A panel of four Brown and Providence experts on the Muslim community addressed the causes of negativity toward Islam in America, offering different opinions on how to combat increasing intolerance, in a mostly full MacMillan 115 Tuesday night.
The panelists cited media coverage, especially from cable news outlets, as a frequent perpetrator of stereotypes about the Muslim community.
The notion that “Islam is a totalizing way of life that accompanies everything a Muslim does” is an example of the media’s biased interpretation of Islam, said Assistant Professor of Religious Studies Nancy Khalek.
She said the media capitalize on a common public assumption that Muslims are intolerant of religious and cultural differences. The media imply that if Muslims are permitted to follow Shariah law, she said, the public should be afraid that such laws would be imposed on the rest of the community.
“We must be aggressively undoing what the media is doing,” said Sherine Hamdy, assistant professor of anthropology. “You have to work against it. You can’t just be passive.”
In a 2005 cartoon contest held by a Danish newspaper, artists depicted the prophet Muhammad in various derogatory illustrations, which incited a slew of angry and at times violent protests from the Muslim community.
“Westerners interpreted this as Muslim intolerance to freedom of speech,” Khalek said.
She added that the reality of the situation was quite different. From the Muslim perspective, the protesters were not necessarily critical of the illustrators’ rights to free speech, but they wanted to demonstrate that the drawings were highly offensive and injurious.

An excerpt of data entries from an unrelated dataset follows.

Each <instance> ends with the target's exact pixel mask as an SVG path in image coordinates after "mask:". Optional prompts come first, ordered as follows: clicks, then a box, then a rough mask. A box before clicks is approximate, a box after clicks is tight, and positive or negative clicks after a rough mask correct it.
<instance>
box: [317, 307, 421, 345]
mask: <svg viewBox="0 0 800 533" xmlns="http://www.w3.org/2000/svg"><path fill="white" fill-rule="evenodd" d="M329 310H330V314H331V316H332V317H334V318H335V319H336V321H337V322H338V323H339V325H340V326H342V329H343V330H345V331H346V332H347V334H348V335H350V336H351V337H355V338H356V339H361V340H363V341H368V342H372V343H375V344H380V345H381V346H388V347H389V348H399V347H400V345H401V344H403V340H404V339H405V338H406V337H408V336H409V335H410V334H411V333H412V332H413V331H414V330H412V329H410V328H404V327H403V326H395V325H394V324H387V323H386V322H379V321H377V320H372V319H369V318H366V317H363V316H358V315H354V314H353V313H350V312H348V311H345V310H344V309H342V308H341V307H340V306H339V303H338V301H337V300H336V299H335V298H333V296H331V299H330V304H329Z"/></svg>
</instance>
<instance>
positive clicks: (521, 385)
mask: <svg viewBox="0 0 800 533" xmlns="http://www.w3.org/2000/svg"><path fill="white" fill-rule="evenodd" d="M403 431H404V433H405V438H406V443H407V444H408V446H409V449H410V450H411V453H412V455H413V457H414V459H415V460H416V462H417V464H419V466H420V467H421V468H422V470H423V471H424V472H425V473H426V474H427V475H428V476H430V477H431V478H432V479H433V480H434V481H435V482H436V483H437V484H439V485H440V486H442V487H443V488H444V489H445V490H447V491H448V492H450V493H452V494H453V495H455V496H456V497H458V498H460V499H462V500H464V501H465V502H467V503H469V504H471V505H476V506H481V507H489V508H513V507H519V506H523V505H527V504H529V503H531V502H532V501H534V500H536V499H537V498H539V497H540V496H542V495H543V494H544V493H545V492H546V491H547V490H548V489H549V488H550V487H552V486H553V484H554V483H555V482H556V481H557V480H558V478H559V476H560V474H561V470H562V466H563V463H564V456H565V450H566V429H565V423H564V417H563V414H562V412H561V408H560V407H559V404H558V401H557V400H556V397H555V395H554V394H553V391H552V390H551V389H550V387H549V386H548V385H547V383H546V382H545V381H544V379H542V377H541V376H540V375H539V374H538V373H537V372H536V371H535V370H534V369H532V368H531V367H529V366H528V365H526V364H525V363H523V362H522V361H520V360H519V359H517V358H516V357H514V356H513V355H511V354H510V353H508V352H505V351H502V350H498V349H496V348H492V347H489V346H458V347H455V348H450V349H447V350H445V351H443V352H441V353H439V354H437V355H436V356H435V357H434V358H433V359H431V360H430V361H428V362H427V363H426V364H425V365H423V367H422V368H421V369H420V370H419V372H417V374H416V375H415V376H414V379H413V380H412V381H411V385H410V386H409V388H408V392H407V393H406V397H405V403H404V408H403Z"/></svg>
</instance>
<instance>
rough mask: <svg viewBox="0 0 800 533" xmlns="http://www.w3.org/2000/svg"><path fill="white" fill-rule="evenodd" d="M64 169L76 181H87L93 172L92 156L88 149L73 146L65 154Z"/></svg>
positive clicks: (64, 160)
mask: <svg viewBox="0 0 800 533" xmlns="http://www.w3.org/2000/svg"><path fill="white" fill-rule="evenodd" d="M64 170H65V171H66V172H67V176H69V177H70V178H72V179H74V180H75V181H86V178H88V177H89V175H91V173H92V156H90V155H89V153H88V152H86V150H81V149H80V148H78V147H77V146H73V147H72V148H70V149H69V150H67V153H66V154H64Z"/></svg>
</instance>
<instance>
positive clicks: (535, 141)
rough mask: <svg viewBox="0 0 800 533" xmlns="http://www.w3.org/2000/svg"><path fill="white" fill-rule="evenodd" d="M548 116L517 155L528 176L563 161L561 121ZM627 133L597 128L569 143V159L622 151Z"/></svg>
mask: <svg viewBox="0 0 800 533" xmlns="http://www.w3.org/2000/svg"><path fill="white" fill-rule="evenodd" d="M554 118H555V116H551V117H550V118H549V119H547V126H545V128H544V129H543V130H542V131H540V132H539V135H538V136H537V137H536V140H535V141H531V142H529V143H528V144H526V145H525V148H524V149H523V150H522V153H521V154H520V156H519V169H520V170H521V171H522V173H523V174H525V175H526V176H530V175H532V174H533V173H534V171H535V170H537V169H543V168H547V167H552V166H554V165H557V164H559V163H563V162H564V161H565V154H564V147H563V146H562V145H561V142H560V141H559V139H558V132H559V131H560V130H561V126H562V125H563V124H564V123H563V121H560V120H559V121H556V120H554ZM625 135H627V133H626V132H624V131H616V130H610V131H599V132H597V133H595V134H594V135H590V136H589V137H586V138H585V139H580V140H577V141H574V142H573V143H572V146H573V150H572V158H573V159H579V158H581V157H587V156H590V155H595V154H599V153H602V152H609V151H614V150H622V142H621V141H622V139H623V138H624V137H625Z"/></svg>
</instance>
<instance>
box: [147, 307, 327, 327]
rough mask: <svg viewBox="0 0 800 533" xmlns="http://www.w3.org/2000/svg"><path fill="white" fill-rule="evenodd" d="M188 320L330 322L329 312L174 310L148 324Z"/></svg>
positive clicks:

Khalek also critiqued the reaction of the media and the American public toward the recently proposed Islamic community center in the vicinity of Ground Zero.
“It seems to me that what we’re really talking about is not whether religion belongs in the public sphere,” she said. “What we’re talking about is whose sensitivities ought to be respected.”
Khalek disputed the common argument used against the community center — that a majority of Americans are not in favor of its construction, according to some polls. Referring to past instances of popular public opinion, such as the strong support of slavery by the American public before the Civil War, Khalek argued that such an argument has no historical or moral validity.
Brown Muslim Chaplain David Coolidge ’01 argued that such prejudice against Islam is uncharacteristic of the American ideal as “the last best hope on Earth.” Unlike countries such as France and Switzerland, where nationalist values contribute to a negative climate for Islam, American sensationalism of Muslims appears to be in contrast of its traditional platform of religious tolerance, which can be damaging to young Muslims when confronting Islamic identity, he said.
According to Coolidge, messages from the public and the media concerning symbols of Muslim identity, like the generalization that “scarves are bad,” discourage people from wearing them who might otherwise. Coolidge said he is treated differently when wearing a cap or sporting a longer beard.
Khalek said a difficulty with getting the American public to accept Islam, as opposed to some ethnicities and cultures, relates to terrorist activity inspired by radical sects of the religion.
“People don’t do things in the name of their ethnicity,” she said, but Muslims who perpetrate acts of violence usually do so “in the name of Islam.”
The technology-saturated culture in the U.S. also poses a problem in confronting myths and ignorance about Islam, she said. Citing popular conservative figures in shaping public opinion, Khalek said, “Sarah Palin can say something and 2 million people read it later on Facebook.”
One way to fight generalizations about Islam may be to change the popular usage of the word.
“We cannot use the word ‘Islam’ as an agent in a sentence,” Khalek said. “What is Islam? Who is Islam? There is no pope. There are bound to be variations in a religion practiced by 1.5 billion people.”
Local Imam Farid Ansari suggested another way to dispel misconceptions is by encouraging people to read the Quran.
“Learn for yourself,” Ansari said to those who believe in myths about the Muslim community but take no steps to educate themselves about the religion. “If people are not informed, don’t vote, don’t take responsibility — that’s going to affect the future in a very negative way.”